Francisco Partners led the new round and David Golob, a partner at the venture capital firm, joined Prosper’s board. Other investors include Institutional venture capital partners and Phenomenal Companies.

Prosper said he issued more than $100 million in loans in April, up from $9 million in January 2013. brings his total to $1 billion so far, with expectations of reaching $2 billion this year.

That’s substantial growth, but Lending Club topped the $4 billion total in April.

Peer-to-peer (P2P) lending also has room to grow, with lending products in new areas like auto finance, home loans and student loans.

Peer-to-peer lending has expanded beyond ordinary borrowers and now to lenders as well. Institutional investors, eager to inflate pensions and mutual funds with better returns than cash accounts and less volatility than stocks, have joined the game. And the types of loans are multiplying: Lending Club has started offering small business loans, too much.

Prosper Logo

An intriguing aspect of peer-to-peer lending is that, unlike banks, the companies that facilitate lending do not turn a certain amount of deposits into a much larger amount of loans. This means companies like Lending Club don’t suffer disproportionately if individual borrowers default. The traditional financial services industry stands to lose at the hands of P2P lending: even though far more debt is offered through previous channels, more than three-quarters of Lending Club loans are debt consolidations and credit card refinances , which means that people withdraw their debt from banks and into P2P loans.

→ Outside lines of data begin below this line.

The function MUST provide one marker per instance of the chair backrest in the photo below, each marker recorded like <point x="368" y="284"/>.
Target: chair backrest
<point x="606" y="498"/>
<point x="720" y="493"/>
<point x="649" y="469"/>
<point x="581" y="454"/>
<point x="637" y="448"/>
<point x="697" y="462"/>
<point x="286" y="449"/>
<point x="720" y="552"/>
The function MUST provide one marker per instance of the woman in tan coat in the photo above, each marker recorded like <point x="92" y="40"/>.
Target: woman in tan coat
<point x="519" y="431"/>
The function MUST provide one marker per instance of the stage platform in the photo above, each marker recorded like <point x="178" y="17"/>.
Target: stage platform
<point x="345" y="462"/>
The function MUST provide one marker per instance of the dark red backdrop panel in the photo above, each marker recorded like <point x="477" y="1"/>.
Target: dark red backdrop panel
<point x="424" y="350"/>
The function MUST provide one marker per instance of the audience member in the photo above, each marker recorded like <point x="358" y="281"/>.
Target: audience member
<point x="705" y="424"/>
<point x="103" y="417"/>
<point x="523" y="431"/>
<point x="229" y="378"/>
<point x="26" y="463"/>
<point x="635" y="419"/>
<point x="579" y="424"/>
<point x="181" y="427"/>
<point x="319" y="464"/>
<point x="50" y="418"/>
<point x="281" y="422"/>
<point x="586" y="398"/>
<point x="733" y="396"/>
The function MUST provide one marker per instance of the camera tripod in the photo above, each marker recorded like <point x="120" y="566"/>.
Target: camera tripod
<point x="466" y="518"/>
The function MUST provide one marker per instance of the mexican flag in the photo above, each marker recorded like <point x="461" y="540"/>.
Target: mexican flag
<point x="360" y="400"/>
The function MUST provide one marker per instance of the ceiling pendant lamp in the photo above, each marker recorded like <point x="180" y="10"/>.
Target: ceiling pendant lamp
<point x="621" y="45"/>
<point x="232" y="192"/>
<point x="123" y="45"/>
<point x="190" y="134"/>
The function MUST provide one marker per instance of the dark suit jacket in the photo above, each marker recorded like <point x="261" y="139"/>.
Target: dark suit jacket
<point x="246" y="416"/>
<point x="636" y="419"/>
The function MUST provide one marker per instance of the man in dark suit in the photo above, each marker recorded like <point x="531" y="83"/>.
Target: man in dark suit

In the P2P industry, lenders typically invest small amounts of money in many loans at once, often $25, which dilutes the risk of individual default. It can mean a lot of hassle, however, when it comes time to assess which borrowers are worth the risk. Lenders can see credit score, debt-to-income ratio, monthly income, and many other metrics.

It is therefore not surprising that new intermediaries are multiplying in the market for loans between individuals. One is ReadyRobot, a startup that lends people’s money to Lending Club and Prosper based on detailed criteria. LendingRobot, of course, also takes its own percentage of loan repayments.